The reason why that package has its own method might be that svd_rev has USV::SVD in the function signature. Changing it to accept any type would probably allow it to work with CUDA.CUSOLVER.CuSVD, and Neurogenesis could simply remove its specialized method.
Actually, the method from Neurogenesis is still faster, because it avoids the allocation and computation of the F matrix. So I think it would make sense to have two methods:
svd_rev(USV, Ū, s̄, V̄t) with the code from this PR. This applies in the case where the derivatives of the singular vectors are needed.
svd_rev(USV, Ū::AbstractZero, s̄, V̄::AbstractZero) with all code related to Ū, V̄ and F removed (making it identical to the code in Neurogenesis.jl). This would apply in the case where the derivatives of only the singular values are needed, which I think is a common one. Edit: In fact, the svdvals function exists specifically for this case, and this would yield an efficient derivative for that function, resolving #206.
One more potential improvement: The matrix currently written as (FUᵀŪS + S̄ + SFVᵀV̄) can be computed directly without first computing F, FUᵀŪS and SFVᵀV̄. This would avoid those three memory allocations.
svd_rev(USV, Ū::AbstractZero, s̄, V̄::AbstractZero)with all code related toŪ,V̄andFremoved (making it identical to the code in Neurogenesis.jl).

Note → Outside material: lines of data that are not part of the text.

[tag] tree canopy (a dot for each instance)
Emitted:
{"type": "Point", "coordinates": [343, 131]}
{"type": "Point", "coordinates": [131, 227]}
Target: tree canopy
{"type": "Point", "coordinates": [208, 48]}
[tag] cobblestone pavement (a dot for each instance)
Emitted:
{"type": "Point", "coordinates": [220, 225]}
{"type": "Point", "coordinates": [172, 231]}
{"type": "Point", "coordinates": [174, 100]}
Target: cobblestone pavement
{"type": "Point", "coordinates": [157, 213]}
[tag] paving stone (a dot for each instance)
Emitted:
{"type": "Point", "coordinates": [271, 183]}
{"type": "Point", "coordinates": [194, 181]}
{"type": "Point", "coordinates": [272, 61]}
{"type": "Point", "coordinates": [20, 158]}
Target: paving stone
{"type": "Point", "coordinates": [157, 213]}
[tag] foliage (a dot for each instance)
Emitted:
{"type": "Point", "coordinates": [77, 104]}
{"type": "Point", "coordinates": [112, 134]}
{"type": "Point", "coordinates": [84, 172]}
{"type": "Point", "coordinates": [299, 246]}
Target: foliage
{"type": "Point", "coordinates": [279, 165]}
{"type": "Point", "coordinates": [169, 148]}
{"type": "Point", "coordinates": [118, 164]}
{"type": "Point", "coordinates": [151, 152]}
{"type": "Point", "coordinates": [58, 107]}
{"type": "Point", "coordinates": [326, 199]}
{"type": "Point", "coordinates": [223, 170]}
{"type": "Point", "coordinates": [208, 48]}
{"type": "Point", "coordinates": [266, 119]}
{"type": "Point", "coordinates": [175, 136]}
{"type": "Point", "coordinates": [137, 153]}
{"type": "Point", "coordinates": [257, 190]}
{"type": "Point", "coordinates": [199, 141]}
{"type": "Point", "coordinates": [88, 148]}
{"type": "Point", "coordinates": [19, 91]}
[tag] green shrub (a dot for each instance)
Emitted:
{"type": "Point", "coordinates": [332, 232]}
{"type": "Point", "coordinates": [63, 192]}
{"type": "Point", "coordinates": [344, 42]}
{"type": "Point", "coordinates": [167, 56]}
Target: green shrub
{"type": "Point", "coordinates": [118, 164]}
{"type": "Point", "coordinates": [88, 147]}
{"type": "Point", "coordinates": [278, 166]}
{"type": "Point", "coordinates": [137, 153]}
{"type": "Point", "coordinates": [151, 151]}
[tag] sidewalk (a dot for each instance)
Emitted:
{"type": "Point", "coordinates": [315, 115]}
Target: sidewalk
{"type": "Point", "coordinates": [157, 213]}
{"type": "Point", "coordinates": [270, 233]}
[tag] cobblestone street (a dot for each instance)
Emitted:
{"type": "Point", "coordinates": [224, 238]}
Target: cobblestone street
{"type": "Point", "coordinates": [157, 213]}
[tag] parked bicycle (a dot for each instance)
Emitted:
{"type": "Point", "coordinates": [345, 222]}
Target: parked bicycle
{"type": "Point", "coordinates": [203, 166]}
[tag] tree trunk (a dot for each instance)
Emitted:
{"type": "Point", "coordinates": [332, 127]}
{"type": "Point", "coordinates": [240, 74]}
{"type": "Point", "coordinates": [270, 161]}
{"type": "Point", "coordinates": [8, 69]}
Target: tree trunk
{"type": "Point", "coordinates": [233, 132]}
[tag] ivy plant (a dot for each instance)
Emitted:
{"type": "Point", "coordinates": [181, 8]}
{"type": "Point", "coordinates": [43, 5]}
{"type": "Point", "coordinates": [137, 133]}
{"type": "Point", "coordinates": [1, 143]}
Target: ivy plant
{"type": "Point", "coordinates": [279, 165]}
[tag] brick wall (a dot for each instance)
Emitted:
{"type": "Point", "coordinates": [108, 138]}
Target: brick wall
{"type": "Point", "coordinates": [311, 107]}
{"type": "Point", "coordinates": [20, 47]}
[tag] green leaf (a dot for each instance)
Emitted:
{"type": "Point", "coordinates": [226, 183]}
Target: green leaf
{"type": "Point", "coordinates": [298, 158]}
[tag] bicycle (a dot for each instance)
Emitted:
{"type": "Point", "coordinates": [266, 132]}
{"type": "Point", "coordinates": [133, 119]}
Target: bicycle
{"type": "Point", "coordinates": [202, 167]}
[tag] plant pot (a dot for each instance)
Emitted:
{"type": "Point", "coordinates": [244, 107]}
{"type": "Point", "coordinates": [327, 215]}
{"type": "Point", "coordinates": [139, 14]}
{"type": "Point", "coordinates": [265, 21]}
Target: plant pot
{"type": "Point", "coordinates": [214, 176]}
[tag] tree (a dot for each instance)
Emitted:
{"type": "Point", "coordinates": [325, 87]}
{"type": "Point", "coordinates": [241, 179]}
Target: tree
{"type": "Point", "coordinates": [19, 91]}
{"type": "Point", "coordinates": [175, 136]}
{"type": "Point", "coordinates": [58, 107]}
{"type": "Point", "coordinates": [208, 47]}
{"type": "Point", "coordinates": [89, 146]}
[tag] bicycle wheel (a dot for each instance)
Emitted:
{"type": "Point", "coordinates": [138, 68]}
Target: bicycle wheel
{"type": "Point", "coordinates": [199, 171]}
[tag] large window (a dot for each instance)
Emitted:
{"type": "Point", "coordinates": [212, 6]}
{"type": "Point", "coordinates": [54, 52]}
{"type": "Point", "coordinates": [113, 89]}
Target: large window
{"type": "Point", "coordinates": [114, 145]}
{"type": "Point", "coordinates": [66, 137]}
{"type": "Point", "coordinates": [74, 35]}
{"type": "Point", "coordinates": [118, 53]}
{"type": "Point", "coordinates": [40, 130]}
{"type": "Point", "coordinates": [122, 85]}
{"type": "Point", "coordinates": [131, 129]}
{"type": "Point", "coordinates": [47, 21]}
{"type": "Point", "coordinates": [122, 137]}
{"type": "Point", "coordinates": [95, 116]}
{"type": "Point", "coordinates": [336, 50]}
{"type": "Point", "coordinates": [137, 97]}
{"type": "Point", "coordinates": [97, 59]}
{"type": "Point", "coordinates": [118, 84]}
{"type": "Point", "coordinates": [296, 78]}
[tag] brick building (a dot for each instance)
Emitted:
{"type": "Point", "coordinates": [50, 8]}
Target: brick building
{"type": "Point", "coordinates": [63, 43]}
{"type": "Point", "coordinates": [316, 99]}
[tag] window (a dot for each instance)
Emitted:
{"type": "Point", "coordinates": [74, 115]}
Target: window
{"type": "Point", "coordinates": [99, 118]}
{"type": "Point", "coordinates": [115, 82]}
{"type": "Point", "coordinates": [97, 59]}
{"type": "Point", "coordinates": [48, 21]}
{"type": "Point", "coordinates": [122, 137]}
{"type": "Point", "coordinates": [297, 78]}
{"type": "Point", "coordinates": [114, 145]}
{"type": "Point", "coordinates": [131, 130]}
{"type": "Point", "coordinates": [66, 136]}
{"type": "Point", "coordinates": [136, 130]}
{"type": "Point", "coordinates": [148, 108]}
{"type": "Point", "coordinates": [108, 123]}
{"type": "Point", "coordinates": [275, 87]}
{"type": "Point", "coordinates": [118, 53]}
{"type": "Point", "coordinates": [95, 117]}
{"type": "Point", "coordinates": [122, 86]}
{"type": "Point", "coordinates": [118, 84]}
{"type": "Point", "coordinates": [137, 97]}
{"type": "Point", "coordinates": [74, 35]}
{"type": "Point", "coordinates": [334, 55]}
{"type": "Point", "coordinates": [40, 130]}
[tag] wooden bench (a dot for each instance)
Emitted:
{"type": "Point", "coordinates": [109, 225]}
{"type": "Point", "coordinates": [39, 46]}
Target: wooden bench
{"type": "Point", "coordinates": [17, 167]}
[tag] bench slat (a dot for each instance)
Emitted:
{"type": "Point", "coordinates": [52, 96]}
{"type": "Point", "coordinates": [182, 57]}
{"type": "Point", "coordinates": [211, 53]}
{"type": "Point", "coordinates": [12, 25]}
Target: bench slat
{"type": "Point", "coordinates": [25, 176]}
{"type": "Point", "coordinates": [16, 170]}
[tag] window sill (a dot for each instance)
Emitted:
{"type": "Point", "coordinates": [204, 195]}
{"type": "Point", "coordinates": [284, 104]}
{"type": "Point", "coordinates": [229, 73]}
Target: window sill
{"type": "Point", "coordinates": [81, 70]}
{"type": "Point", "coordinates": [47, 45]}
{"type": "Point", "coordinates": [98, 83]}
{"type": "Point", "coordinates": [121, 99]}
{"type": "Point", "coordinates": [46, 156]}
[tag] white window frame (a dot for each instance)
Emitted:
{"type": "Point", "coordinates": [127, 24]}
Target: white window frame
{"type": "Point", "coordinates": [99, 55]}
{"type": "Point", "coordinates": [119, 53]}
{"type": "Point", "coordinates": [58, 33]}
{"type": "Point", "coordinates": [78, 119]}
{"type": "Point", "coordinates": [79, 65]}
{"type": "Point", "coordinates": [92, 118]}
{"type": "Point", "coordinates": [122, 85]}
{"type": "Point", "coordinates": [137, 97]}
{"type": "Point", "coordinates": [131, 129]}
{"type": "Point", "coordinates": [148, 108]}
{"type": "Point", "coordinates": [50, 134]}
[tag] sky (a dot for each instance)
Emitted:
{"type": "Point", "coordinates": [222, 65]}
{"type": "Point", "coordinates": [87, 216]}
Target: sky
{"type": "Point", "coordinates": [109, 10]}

This would apply in the case where the derivatives of only the singular values are needed, which I think is a common one.
This is fine, though I would actually make the signature svd_rev(USV, Ū::AbstractZero, s̄, V̄t::AbstractZero). Even better is if our implementation here automatically compiles to the same thing due to all of the specializations on AbstractZero, though that's not easy to do while reusing storage.
Can you run JuliaFormatter on the code?
Yes, I meant to write svd_rev(USV, Ū::AbstractZero, s̄, V̄t::AbstractZero) (copy-paste error).
The latest commit that I pushed improves performance a bit, and has been passed through JuliaFormatter.
Since Julia can't infer that M is diagonal when Ū and V̄t are AbstractZero, it still makes sense to include the method from Neurogenesis. It would perhaps be best if @neurogenesisauthors made that PR to preserve authorship.
It would perhaps be best if @neurogenesisauthors made that PR to preserve authorship.
That's not necessary. Specializing for the AbstractZero case is common in our codebase. e.g. here's where we do the same thing for svd(::Symmetric) (called by eigen):
https://github.com/JuliaDiff/ChainRules.jl/blob/ae37562ea1f16816a0d8fff24e0aca6cd594a40f/src/rulesets/LinearAlgebra/symmetric.jl#L153-L154
The latest commit to this PR adds the method for when Ū and V̄t are AbstractZero. I don't think there's anything else left to do at the moment.